A disaster is a big and very frightening event – and when something is scary enough to leave adults feeling shaken, it can be terrifying for kids.
Fortunately, children who get support, communication and reassurance from their parents and from other concerned adults in a disaster’s aftermath can come to understand and accept the event and move forward with a minimum of emotional baggage.
Here is some information about how children feel and act after a disaster and what parents and other concerned adults can do to help kids make it through a very tough time with a minimum of harm.
Some kids, unfortunately, will develop PTSD and other disorders from their experience, and so it’s important that parents also know how to recognize the signs and symptoms of PTSD and to know how and when to get help with the emergence of warning signs.
How Children Feel After a Disaster
A natural disaster is a big and very frightening event for a child. Children may see or experience death and destruction, they may get hurt or see others hurt, may lose their home and possessions and they may even lose people known or close to them. It’s natural for children to harbor fears after such an event, but it’s up to parents to help children manage and work through those fears in ways that won’t hinder future development.
Although if you’ve been through a disaster you are likely dealing with a lot already, you can help your child immensely with your extra understanding of their fears, and your patience and time during this initial period after the event.
Some of the primary fears children may have immediately after the event include:
- Worrying about a reoccurrence of the disaster
- Worrying that someone they care about will be hurt or will die
- Worrying about getting separated from their loved ones and left alone
It’s important to communicate honestly with you children in language they can understand to reassure them about their future safety and the safety of the family.1
How Children May Act After a Disaster
How children act after a disaster depends on their age and developmental stage, and how intensely affected they were by the disaster.
Some common reactions to disasters by age include:2
- Preschool age – reverting to earlier developmental stage acts, such as thumb sucking or wetting the bed; clinging to parents and fearing outsiders or monsters, behavioral changes, a preoccupation with talking about the disaster
- Elementary age – regressing to earlier stage behaviors, withdrawing from friends, having trouble concentrating in school (or not wanting to go to school) behaving aggressively, clinging to family
- Adolescence – adolescents may not verbalize the extent of their worry but may show behavioral signs, such as a decline in school performance, aggressive or delinquent behavior, aches and pain without physical causes, sleeping problems, substance use or abuse.

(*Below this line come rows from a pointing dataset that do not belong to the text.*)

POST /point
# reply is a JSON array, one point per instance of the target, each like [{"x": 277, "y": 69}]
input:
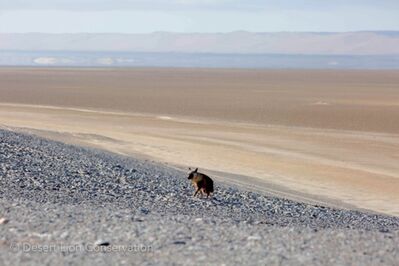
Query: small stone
[
  {"x": 254, "y": 238},
  {"x": 102, "y": 243},
  {"x": 178, "y": 242},
  {"x": 3, "y": 221}
]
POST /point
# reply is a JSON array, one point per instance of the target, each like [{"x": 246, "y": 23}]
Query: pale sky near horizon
[{"x": 143, "y": 16}]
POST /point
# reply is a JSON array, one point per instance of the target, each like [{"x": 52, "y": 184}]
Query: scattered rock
[{"x": 3, "y": 221}]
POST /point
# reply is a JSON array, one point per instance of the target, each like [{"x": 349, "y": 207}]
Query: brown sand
[{"x": 332, "y": 134}]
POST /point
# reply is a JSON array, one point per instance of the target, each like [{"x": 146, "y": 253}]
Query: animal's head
[{"x": 192, "y": 172}]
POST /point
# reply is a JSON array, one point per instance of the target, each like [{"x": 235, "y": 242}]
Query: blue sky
[{"x": 143, "y": 16}]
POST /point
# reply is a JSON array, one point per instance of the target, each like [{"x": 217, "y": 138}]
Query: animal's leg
[{"x": 196, "y": 192}]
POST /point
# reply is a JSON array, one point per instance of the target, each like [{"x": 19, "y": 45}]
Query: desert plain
[{"x": 329, "y": 136}]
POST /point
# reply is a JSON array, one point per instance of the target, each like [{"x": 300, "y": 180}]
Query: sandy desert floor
[{"x": 319, "y": 135}]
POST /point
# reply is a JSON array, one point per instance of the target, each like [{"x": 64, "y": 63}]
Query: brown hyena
[{"x": 202, "y": 183}]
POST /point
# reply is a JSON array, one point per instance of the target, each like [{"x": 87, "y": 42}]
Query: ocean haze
[
  {"x": 241, "y": 49},
  {"x": 243, "y": 42}
]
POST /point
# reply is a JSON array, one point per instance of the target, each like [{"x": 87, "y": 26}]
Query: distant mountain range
[{"x": 240, "y": 42}]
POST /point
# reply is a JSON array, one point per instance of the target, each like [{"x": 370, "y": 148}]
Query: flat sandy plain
[{"x": 320, "y": 135}]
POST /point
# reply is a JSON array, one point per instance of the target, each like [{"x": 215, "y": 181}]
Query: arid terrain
[{"x": 319, "y": 135}]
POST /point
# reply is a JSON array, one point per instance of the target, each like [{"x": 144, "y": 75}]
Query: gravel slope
[{"x": 90, "y": 207}]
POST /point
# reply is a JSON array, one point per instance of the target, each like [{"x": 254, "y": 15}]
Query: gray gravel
[{"x": 72, "y": 205}]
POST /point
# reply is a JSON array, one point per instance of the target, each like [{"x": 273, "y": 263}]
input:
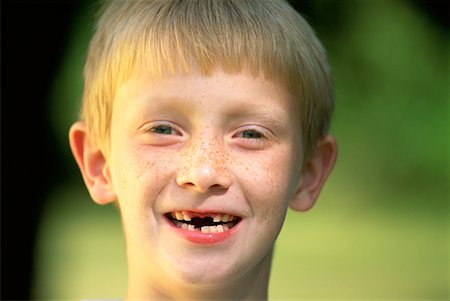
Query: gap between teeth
[
  {"x": 217, "y": 218},
  {"x": 204, "y": 229}
]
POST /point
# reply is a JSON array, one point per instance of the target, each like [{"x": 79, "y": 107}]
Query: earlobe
[
  {"x": 314, "y": 174},
  {"x": 92, "y": 164}
]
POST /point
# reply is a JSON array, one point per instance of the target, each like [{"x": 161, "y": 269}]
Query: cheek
[
  {"x": 138, "y": 176},
  {"x": 269, "y": 184}
]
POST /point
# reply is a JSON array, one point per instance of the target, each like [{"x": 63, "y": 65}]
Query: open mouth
[{"x": 205, "y": 223}]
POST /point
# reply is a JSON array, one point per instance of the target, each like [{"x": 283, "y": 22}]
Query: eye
[
  {"x": 252, "y": 138},
  {"x": 164, "y": 129},
  {"x": 250, "y": 134}
]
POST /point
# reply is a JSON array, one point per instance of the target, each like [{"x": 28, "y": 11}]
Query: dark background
[{"x": 33, "y": 39}]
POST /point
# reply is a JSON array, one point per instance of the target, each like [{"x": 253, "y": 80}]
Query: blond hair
[{"x": 170, "y": 36}]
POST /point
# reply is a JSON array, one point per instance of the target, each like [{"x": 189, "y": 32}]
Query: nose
[{"x": 203, "y": 167}]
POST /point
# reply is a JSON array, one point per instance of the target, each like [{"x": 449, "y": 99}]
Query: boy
[{"x": 204, "y": 120}]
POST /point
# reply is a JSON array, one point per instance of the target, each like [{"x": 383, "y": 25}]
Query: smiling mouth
[{"x": 205, "y": 223}]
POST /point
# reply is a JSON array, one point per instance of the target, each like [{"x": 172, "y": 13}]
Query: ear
[
  {"x": 93, "y": 165},
  {"x": 314, "y": 174}
]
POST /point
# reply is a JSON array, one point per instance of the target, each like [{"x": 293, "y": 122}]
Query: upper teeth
[{"x": 217, "y": 218}]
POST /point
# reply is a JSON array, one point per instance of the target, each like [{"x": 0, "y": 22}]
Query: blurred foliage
[{"x": 380, "y": 228}]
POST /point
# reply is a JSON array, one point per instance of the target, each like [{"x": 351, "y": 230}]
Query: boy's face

Warning Signs of Childhood PTSD
According to the American Academy of Child and Adolescent Psychiatry, the signs and symptoms of childhood post traumatic stress disorder (PTSD) may arise soon after a disaster, but parents should also be aware the symptoms may not emerge until months or even years after the fact.

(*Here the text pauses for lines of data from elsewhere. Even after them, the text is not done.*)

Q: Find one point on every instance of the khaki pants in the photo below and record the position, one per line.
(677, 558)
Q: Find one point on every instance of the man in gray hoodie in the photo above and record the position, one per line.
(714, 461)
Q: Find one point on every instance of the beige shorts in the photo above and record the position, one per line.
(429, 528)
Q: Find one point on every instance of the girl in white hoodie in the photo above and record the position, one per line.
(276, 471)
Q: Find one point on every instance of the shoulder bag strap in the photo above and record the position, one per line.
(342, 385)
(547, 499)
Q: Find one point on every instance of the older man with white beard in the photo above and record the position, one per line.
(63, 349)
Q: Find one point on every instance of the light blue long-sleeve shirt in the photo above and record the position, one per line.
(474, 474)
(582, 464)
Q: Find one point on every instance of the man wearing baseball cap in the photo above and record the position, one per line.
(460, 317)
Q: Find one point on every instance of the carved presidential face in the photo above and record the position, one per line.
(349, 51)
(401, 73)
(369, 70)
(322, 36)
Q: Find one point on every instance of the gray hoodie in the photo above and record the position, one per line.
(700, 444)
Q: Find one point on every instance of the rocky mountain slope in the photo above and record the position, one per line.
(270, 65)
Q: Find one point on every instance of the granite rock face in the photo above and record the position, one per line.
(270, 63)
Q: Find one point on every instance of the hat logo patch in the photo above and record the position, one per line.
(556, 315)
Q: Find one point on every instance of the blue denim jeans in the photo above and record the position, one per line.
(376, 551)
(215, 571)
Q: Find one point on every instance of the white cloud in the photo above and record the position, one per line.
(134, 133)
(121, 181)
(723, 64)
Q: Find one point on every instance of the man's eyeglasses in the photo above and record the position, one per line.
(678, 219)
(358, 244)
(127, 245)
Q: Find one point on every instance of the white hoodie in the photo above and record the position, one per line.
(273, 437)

Children who lose a close friend or a family member during a disaster, who see a lot of carnage or who have their homes damaged or destroyed are at greater risk to experience PTSD,
Some of the warning signs of childhood PTSD include:
- Social withdrawal, lethargy, feelings of sadness and a focus on the disaster
- Aches and pains without physical cause (stomach ache, headache)
- Irritability and an inability to focus
- Lasting fears about the disaster, such as fears of separation
- Separation anxiety, and excessively clinging behavior with family – not wanting to leave the family to go to school
- Sleeping problems that last for more than a few days after the event (nightmares, bedwetting, night terrors)

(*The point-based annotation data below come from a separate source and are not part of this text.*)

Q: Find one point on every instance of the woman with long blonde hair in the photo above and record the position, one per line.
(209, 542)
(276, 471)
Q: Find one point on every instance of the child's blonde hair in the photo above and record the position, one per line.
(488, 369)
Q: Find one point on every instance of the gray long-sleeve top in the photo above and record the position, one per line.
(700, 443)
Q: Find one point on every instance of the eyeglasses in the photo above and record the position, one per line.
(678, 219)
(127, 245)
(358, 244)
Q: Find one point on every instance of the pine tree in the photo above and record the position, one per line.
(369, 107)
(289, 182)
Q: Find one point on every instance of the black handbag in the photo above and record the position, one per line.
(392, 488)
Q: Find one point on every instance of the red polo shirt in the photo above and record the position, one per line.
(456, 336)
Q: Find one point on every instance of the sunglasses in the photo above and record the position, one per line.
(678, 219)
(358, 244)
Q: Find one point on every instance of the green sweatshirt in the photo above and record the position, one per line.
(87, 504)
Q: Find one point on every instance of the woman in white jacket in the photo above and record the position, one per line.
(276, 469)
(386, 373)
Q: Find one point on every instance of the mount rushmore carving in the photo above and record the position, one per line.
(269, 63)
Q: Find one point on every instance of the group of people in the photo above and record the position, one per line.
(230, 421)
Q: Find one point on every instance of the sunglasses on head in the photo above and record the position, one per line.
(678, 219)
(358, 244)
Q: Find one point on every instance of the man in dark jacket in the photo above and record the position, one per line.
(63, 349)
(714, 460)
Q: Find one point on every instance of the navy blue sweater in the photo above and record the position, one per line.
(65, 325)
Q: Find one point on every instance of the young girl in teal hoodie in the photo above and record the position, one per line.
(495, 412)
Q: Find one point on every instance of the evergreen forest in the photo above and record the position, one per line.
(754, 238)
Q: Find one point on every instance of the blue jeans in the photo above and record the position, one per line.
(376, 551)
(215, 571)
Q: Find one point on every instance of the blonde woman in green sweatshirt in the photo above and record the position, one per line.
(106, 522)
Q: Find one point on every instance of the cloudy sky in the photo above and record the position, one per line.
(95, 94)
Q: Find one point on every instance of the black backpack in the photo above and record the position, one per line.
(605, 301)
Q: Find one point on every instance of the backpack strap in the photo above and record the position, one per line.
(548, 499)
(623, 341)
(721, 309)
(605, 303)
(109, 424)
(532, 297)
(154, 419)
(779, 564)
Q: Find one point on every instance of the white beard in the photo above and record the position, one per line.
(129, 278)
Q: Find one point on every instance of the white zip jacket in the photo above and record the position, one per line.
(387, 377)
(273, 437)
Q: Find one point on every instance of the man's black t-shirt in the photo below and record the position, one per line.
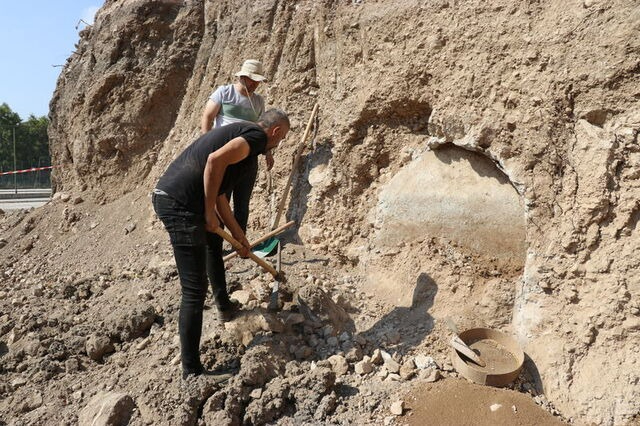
(184, 178)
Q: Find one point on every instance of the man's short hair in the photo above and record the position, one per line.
(272, 117)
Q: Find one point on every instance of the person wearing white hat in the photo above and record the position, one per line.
(235, 103)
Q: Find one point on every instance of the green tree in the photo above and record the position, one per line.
(31, 146)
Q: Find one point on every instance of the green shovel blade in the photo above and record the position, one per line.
(266, 248)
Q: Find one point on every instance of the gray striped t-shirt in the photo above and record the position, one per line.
(234, 107)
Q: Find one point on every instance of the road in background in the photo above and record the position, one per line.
(24, 199)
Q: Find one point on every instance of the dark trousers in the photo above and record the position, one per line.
(198, 254)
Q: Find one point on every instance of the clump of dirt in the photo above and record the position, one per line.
(473, 160)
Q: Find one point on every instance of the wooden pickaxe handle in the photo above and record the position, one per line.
(236, 245)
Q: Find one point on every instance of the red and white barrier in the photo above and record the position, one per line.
(33, 169)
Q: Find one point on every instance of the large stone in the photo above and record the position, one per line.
(97, 346)
(339, 365)
(107, 409)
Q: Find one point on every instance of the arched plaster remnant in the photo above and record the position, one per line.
(456, 195)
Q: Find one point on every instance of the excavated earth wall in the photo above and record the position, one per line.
(546, 92)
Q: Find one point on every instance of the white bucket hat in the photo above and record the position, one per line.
(253, 69)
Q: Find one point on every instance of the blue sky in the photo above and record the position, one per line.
(36, 35)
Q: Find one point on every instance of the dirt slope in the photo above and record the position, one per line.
(547, 93)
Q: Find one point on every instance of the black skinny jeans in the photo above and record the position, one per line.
(198, 255)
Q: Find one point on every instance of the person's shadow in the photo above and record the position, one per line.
(404, 328)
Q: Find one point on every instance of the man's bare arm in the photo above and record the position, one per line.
(211, 109)
(232, 152)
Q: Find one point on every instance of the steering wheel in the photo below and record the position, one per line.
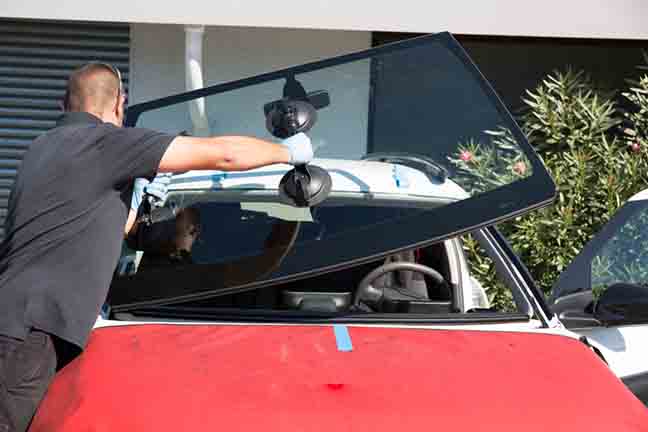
(366, 290)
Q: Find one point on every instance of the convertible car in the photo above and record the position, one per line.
(337, 295)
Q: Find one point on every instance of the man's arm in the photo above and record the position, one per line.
(225, 153)
(228, 153)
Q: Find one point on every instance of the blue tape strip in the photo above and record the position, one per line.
(342, 337)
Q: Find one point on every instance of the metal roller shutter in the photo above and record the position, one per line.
(36, 58)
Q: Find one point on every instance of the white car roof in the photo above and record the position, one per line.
(348, 176)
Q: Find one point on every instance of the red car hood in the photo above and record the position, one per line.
(299, 378)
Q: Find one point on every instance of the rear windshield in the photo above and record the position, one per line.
(452, 160)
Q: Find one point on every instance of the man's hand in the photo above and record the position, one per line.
(300, 148)
(157, 189)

- Seeming jumpy or is easily startled
- Sudden negative changes in behavior
Children with PTSD need professional treatment.
What Parents Can Do to Help
Some of the ways that parents can help kids cope through the initial period after a disaster include:
- Try to limit your own expressions of fear and panic. Kids look to adults as emotional barometers, and if you show panic – they’ll feel panicked too. Additionally, be careful of what you say to other adults while kids may be listening – even innocuous comments can get misinterpreted by younger children and cause fear and anxiety.
- Try to maintain ‘normal’ routines as well as you can – kids find comfort in the stability of routine
- Don’t let your children become overwhelmed by news coverage of the event – try to limit and regulate what they view. They’ve got enough on their own plate without worrying about more than their own surroundings.
- Talk to you children honestly about what happened, why it happened and importantly, what you’re doing to keep the whole family as safe as you can. Make sure to use language they can understand when doing so.
- Teach your child what to do in the event of further dangers. Make sure they know where/how to get help if needed
- Make sure your children get enough to eat and drink and enough sleep each night
- Maintain expectations of behavior and family rules
- Try to replace a few much loved toys as quickly as you can
- Show them that there is hope and point out community rebuilding efforts.
- Be patient and spend as much time as you can with your children
- Encourage children to share their thoughts, worries and ideas about the disaster and the recovery
- Encourage children to participate in the rebuilding by assigning an appropriate recovery task
Getting Trauma Therapy for Children after a Disaster
Children that continue to have serious reactions to the disaster for more than 6 weeks following the event or those that show signs of PTSD may need professional help to move past the event.
Trauma therapy for kids typically means cognitive behavioral therapy (CBT) which is a fast acting therapy that gives kids the tools they need to start feeling a lot better about the past and future.